There were 68 delivery notices issued in the JUL silver contract. The total delivery notices for the month in silver stand at 2364 or 11.8 Mozs.
The open interest in the JUL silver contract stands at 111 contracts or 0.6 Mozs. This open interest along with the issued delivery notices gives the potential standing for delivery of 12.4 Mozs which is 24% of the dealer inventory.

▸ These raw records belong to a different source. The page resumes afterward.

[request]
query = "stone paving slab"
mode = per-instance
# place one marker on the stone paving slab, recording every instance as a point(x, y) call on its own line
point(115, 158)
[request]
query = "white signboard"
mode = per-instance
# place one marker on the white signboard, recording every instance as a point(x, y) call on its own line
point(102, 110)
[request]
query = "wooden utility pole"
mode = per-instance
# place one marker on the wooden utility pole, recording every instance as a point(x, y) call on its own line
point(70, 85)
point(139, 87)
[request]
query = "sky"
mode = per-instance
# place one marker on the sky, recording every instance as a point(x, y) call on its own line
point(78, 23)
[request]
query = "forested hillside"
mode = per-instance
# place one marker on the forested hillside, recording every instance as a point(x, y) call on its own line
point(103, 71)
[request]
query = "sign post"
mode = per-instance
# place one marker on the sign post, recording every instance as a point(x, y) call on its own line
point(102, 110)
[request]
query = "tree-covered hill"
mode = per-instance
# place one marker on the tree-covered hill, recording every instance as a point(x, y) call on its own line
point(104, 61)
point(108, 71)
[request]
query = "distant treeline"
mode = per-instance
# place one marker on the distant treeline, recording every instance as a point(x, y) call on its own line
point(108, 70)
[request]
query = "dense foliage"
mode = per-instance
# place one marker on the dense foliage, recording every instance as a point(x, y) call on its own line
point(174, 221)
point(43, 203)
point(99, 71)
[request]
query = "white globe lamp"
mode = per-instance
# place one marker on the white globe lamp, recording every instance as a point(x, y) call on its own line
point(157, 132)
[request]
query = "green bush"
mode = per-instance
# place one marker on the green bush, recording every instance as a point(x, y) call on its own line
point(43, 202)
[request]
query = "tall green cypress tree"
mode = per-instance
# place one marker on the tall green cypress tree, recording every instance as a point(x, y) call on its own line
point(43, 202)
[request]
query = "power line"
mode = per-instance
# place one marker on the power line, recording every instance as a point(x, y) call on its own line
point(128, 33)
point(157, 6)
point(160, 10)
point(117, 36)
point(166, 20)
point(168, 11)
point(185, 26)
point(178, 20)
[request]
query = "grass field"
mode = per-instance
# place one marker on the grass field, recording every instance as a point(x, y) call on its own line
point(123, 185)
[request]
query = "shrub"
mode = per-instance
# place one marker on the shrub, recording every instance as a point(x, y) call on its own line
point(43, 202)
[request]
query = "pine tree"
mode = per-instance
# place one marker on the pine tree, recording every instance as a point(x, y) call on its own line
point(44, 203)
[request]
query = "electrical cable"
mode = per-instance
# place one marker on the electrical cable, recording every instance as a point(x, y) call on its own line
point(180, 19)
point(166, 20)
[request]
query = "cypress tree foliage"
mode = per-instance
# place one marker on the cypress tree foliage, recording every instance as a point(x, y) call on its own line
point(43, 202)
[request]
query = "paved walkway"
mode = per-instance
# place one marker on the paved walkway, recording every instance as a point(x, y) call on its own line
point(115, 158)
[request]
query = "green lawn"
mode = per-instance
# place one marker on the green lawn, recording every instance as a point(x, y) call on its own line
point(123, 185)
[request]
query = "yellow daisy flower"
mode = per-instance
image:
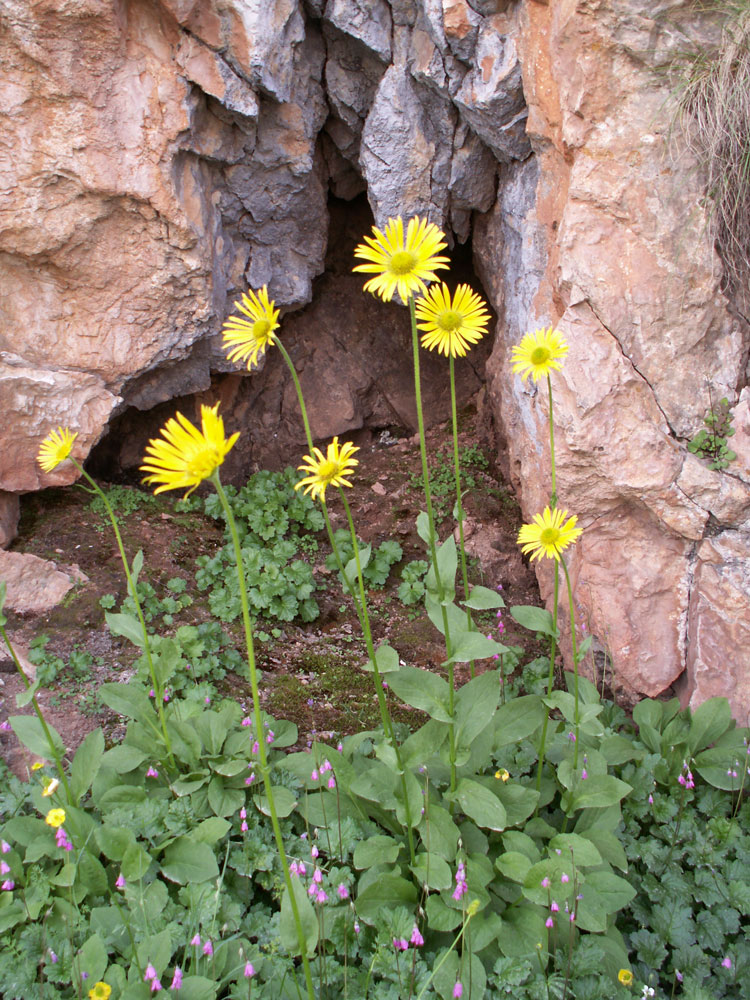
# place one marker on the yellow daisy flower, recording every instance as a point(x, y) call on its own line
point(100, 991)
point(451, 325)
point(402, 265)
point(55, 817)
point(549, 534)
point(539, 354)
point(184, 456)
point(55, 448)
point(327, 470)
point(249, 338)
point(50, 787)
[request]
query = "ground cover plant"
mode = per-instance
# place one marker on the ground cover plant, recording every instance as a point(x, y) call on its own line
point(520, 839)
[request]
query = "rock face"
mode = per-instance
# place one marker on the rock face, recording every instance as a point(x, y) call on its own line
point(159, 156)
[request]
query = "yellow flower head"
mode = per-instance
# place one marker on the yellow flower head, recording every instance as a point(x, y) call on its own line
point(245, 339)
point(451, 325)
point(327, 470)
point(539, 354)
point(549, 534)
point(55, 448)
point(100, 991)
point(184, 456)
point(55, 817)
point(50, 787)
point(401, 264)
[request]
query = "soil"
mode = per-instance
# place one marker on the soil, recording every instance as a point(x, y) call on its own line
point(311, 673)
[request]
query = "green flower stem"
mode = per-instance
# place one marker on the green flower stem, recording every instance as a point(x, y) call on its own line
point(575, 659)
point(134, 594)
point(40, 715)
point(550, 679)
point(553, 497)
point(433, 536)
point(384, 713)
point(459, 503)
point(470, 912)
point(259, 733)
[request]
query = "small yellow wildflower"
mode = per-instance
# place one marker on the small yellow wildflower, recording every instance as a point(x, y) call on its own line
point(451, 325)
point(55, 817)
point(401, 264)
point(100, 991)
point(184, 456)
point(539, 354)
point(327, 470)
point(549, 534)
point(245, 340)
point(50, 787)
point(55, 448)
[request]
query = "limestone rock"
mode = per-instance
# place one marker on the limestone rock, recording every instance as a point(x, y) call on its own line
point(34, 584)
point(10, 513)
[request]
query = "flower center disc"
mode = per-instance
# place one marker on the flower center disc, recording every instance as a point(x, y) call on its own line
point(261, 328)
point(403, 262)
point(449, 320)
point(549, 536)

The Open Interest in the AUG contract only declined 9,680 to stand at 112,977 contracts. This is quite astonishing considering how hard gold was hit yesterday. This is 11.3 Mozs. This is usually large for this time of the month. First notice day is July 30 by which time these contracts need to be rolled, sold or fully paid for if they are standing for delivery. This could be a clue that there will be a large amount of contracts standing for delivery. What is also of note is that gold moved into ZERO contango between July, August and September in that all three contracts settled at $1160.4. That is suggesting growing physical market stress. Very little gold ever moves in or out of the Comex so the withdrawal of 96Kozs is quite large by recent standards. Is this a delivery against all outstanding JUL notices to try to give the impression that there is no shortage to make a smoke screen that might dissuade some of the AUG holders from standing for delivery? If there is a hint of a shortage they will be more motivated to stand for delivery. If so this is a pathetic snow job, but considering how little gold ever moves it certainly is a heck of a coincidence that the movement is similar to the outstanding notices.